Comments on Color Balance deal with the TV's ability to display a natural-looking range of colors. In particular, we look closely at skin-tone rendition and color saturation, or the richness of a specific hue, such as red or green, relative to other colors. Discussion of Detail covers the set's ability to display the full resolution contained in both standard- and high-def program formats, as well as how sharp those programs look when routed through the set's various video inputs. Black Depth and Contrast observations describe how dark the deepest shadows on the TV's screen appear, as well as how punchy and bright the highlights in pictures come across. Both characteristics can vary widely depending on the overall brightness level of programs, so we evaluate their consistency with a range of material.
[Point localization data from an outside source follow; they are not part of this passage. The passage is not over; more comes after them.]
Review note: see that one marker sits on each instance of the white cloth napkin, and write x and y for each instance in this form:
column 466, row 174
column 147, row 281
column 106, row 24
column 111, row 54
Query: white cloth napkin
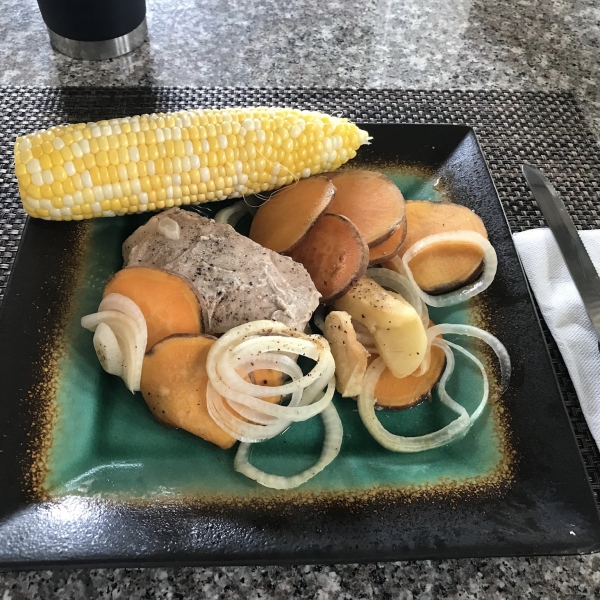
column 564, row 313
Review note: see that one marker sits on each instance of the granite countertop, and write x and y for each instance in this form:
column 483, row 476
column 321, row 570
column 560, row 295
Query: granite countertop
column 425, row 44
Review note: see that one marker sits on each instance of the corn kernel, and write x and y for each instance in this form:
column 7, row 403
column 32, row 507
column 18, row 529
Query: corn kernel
column 104, row 175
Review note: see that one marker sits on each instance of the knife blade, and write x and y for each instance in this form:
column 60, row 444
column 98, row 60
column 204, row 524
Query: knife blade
column 577, row 259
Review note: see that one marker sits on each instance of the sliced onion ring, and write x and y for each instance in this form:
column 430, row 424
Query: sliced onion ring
column 490, row 264
column 220, row 366
column 398, row 443
column 108, row 350
column 331, row 448
column 496, row 345
column 130, row 340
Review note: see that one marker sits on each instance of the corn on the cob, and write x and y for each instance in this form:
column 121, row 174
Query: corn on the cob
column 157, row 161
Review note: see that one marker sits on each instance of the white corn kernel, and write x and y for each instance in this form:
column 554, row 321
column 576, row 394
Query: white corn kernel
column 86, row 179
column 134, row 154
column 98, row 193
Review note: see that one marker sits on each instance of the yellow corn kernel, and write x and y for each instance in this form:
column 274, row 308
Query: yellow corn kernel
column 175, row 159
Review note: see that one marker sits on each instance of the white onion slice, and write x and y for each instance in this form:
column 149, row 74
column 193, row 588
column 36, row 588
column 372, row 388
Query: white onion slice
column 131, row 342
column 485, row 336
column 227, row 382
column 398, row 443
column 490, row 265
column 232, row 214
column 331, row 448
column 278, row 363
column 168, row 228
column 130, row 308
column 236, row 427
column 486, row 385
column 108, row 350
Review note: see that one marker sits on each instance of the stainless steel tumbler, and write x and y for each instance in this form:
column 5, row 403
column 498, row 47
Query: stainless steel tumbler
column 95, row 29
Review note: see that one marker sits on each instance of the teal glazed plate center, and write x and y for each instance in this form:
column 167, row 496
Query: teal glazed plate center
column 89, row 478
column 106, row 442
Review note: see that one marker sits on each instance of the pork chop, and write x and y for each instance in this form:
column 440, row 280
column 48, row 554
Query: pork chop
column 237, row 280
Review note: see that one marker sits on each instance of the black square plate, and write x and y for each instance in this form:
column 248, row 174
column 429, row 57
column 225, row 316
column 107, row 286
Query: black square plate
column 547, row 506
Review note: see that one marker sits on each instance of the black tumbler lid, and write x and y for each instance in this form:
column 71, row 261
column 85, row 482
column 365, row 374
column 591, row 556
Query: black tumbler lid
column 92, row 20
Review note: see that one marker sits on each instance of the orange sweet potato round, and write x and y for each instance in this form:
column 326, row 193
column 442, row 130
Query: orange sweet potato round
column 167, row 302
column 173, row 384
column 334, row 254
column 371, row 201
column 445, row 266
column 396, row 394
column 285, row 218
column 389, row 248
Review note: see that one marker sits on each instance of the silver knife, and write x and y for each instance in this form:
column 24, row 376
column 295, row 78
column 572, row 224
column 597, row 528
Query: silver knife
column 577, row 259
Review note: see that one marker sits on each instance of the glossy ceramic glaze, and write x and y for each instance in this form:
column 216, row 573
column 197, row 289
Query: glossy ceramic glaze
column 90, row 478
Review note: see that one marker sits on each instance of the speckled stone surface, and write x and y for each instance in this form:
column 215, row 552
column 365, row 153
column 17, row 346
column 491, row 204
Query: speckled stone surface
column 509, row 44
column 428, row 44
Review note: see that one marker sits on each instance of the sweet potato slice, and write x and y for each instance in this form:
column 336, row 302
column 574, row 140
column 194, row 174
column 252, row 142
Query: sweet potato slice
column 371, row 201
column 334, row 254
column 174, row 383
column 168, row 303
column 283, row 220
column 389, row 248
column 394, row 393
column 446, row 266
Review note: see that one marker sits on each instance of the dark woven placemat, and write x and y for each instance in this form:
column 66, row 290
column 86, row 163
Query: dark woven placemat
column 513, row 127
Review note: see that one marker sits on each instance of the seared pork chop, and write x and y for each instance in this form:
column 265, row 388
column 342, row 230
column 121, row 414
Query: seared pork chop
column 237, row 280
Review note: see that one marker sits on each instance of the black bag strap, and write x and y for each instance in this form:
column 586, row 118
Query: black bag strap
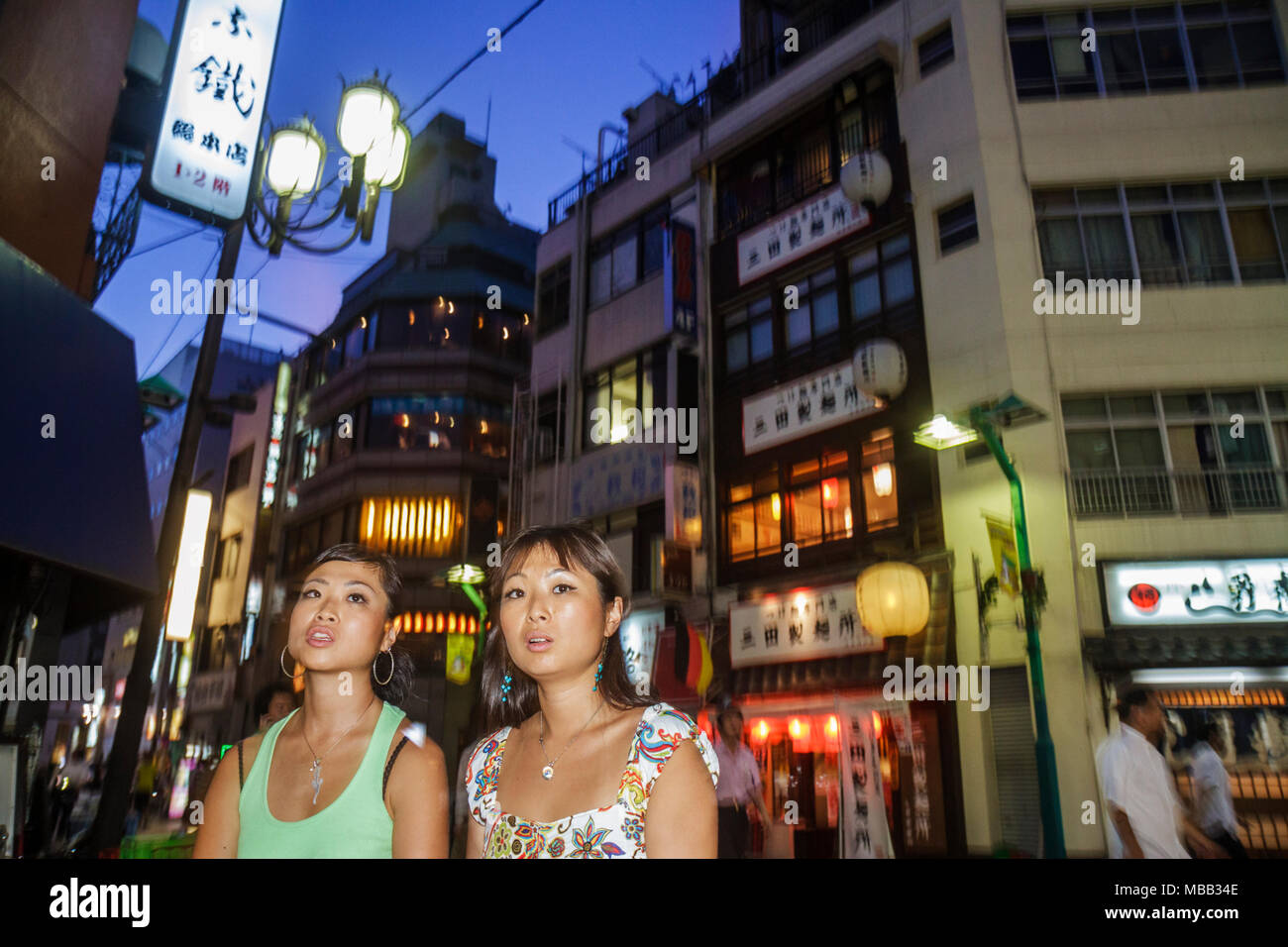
column 389, row 766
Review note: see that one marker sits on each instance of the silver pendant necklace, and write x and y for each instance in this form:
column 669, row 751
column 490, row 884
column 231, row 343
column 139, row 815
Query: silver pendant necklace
column 548, row 771
column 316, row 768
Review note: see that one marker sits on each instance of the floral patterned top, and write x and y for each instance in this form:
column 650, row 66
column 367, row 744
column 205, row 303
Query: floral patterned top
column 613, row 831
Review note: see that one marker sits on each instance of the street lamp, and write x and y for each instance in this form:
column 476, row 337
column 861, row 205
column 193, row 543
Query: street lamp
column 290, row 165
column 941, row 433
column 467, row 577
column 377, row 146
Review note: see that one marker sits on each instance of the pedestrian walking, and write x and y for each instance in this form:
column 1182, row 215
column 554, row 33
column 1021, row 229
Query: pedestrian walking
column 1144, row 812
column 1214, row 805
column 739, row 789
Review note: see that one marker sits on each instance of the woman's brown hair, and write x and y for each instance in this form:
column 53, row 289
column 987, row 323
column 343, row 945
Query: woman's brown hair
column 571, row 543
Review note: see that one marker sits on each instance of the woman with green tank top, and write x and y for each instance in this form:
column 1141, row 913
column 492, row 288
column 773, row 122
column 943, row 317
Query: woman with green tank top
column 322, row 783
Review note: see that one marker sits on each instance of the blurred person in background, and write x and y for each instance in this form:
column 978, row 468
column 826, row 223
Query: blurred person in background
column 1214, row 805
column 271, row 703
column 1145, row 814
column 739, row 788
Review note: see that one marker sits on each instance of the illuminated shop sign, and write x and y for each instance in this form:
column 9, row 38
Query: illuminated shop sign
column 800, row 231
column 805, row 406
column 202, row 161
column 799, row 625
column 1199, row 591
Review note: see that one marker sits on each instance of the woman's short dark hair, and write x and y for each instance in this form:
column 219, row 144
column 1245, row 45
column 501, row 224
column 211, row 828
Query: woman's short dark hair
column 398, row 686
column 571, row 543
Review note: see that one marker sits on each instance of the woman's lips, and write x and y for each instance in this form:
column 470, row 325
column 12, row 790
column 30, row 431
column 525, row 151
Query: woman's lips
column 320, row 638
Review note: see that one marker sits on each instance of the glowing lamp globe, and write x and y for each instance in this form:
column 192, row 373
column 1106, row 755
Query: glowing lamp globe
column 295, row 158
column 894, row 599
column 368, row 115
column 867, row 176
column 386, row 161
column 880, row 368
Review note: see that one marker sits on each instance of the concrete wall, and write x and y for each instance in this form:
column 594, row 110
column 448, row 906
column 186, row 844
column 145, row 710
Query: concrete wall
column 62, row 67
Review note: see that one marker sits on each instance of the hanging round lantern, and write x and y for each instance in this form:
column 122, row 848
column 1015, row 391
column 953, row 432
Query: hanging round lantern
column 867, row 176
column 894, row 599
column 880, row 368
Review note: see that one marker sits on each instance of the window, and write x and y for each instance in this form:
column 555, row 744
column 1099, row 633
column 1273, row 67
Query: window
column 819, row 495
column 750, row 334
column 438, row 423
column 227, row 554
column 1176, row 230
column 881, row 278
column 935, row 51
column 754, row 517
column 957, row 226
column 1199, row 451
column 355, row 339
column 239, row 470
column 1157, row 48
column 623, row 260
column 617, row 390
column 552, row 427
column 815, row 313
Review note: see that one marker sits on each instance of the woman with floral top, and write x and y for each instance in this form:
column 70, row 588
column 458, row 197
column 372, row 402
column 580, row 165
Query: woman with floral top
column 575, row 735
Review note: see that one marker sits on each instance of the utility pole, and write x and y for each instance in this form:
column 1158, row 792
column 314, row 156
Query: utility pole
column 138, row 688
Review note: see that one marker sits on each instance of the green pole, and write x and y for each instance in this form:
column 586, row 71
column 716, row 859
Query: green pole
column 1048, row 784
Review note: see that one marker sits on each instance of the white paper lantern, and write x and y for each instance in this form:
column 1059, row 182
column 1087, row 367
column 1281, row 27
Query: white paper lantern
column 880, row 368
column 867, row 176
column 894, row 599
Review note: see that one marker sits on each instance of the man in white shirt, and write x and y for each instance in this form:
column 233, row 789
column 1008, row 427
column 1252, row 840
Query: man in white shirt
column 1142, row 809
column 738, row 788
column 1214, row 806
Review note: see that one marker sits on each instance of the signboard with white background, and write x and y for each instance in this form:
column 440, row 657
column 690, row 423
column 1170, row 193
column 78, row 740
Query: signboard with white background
column 805, row 406
column 798, row 625
column 220, row 60
column 1197, row 591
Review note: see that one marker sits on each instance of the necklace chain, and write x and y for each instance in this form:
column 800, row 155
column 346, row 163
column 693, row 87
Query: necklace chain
column 304, row 732
column 541, row 719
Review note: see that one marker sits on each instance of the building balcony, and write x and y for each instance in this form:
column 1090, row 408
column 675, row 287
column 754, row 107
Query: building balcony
column 1159, row 491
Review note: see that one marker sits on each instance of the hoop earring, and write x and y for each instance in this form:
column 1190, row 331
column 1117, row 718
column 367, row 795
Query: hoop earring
column 281, row 660
column 599, row 672
column 391, row 665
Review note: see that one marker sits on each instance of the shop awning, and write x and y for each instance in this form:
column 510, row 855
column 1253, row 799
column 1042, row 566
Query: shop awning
column 1214, row 646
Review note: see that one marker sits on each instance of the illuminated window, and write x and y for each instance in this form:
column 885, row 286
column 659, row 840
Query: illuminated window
column 880, row 489
column 411, row 527
column 754, row 521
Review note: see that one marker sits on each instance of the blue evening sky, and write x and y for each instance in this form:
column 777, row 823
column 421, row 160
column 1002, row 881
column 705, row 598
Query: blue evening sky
column 570, row 65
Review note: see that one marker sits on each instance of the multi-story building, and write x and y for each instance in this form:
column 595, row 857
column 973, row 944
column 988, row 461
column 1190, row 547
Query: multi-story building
column 756, row 512
column 1109, row 141
column 609, row 419
column 398, row 433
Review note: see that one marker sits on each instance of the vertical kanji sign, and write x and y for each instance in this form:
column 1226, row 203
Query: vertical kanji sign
column 202, row 159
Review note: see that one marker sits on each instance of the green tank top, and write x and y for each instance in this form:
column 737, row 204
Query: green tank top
column 356, row 825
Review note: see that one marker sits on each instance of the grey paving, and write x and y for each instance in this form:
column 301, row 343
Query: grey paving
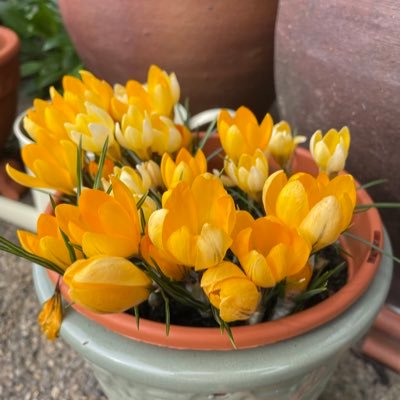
column 31, row 367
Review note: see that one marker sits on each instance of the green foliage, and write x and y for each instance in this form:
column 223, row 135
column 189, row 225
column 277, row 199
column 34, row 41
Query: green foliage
column 46, row 50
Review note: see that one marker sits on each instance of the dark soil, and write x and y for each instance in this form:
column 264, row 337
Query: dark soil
column 187, row 316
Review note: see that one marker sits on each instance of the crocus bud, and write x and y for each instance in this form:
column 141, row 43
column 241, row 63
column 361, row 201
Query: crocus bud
column 50, row 316
column 231, row 291
column 282, row 144
column 107, row 284
column 330, row 151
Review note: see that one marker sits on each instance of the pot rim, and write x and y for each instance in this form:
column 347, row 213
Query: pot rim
column 9, row 44
column 183, row 337
column 238, row 370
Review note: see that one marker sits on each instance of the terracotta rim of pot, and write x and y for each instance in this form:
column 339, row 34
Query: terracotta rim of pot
column 9, row 44
column 362, row 268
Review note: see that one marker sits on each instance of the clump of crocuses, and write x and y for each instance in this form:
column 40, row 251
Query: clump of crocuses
column 139, row 212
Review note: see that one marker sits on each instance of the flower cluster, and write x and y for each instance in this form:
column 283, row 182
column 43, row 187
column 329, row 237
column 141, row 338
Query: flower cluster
column 139, row 214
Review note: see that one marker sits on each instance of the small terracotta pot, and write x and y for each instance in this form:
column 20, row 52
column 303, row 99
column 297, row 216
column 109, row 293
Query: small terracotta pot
column 9, row 80
column 362, row 268
column 221, row 52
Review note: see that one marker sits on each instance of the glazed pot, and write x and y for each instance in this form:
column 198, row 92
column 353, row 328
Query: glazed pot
column 336, row 64
column 9, row 80
column 296, row 368
column 221, row 53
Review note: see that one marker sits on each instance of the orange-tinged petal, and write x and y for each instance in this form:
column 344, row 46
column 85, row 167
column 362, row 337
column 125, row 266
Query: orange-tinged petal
column 340, row 185
column 241, row 242
column 107, row 284
column 277, row 261
column 292, row 204
column 29, row 241
column 156, row 227
column 116, row 221
column 167, row 265
column 272, row 187
column 89, row 203
column 51, row 315
column 181, row 245
column 124, row 196
column 65, row 215
column 239, row 300
column 256, row 268
column 322, row 225
column 55, row 250
column 212, row 245
column 182, row 207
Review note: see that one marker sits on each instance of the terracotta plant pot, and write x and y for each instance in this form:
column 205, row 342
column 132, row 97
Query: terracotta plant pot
column 362, row 268
column 336, row 63
column 221, row 53
column 9, row 79
column 146, row 364
column 296, row 368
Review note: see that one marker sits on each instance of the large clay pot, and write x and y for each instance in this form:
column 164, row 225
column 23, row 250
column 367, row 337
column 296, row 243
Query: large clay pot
column 337, row 63
column 9, row 79
column 221, row 51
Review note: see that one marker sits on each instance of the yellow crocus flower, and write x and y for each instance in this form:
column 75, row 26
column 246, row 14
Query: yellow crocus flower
column 159, row 95
column 269, row 251
column 321, row 209
column 185, row 167
column 94, row 127
column 49, row 116
column 103, row 224
column 88, row 89
column 144, row 133
column 151, row 174
column 107, row 284
column 138, row 188
column 242, row 133
column 330, row 151
column 230, row 291
column 163, row 89
column 250, row 172
column 48, row 242
column 50, row 169
column 282, row 144
column 51, row 315
column 168, row 265
column 195, row 223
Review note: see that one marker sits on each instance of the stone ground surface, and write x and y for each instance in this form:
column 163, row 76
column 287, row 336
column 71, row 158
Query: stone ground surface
column 31, row 367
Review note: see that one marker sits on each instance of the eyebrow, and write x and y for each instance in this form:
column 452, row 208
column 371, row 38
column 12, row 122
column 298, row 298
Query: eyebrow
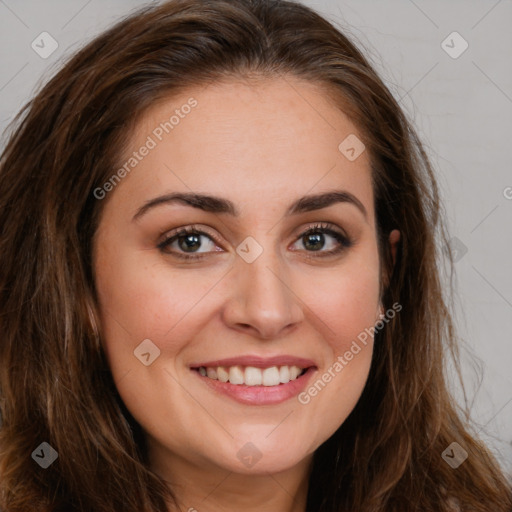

Lastly, comments on Shadow Detail focus on the TV's ability to show a range of dark gray steps in shadowy parts of pictures - particularly in dark scenes, which pose the biggest challenge to TVs.
Moving beyond the Big Four in the Performance section, we come to some more nitpicky points that also require scrutiny. Discussion of Uniformity describes the TV's ability to display pictures with even brightness levels at all points on the screen, as well as the screen's relative freedom from unnatural-looking color tints. Both issues are ones we've encountered mainly with LCD and LCoS models, though they're hardly exclusive to those technologies. Comments on Motion Rendition usually involve Video Processing - the set's performance when scaling both lower-rez material such as DVDs as well as 1080i (interlaced) high-def programs to the screen's native progressive pixel display. There's plenty that can go wrong during this process, often resulting in a softening of the picture or the introduction of jagged-looking artifacts on edge transitions. The final observations in the Performance section usually involve the set's noise-reduction processing - how effective it was in retaining detail when clearing up grainy-looking images.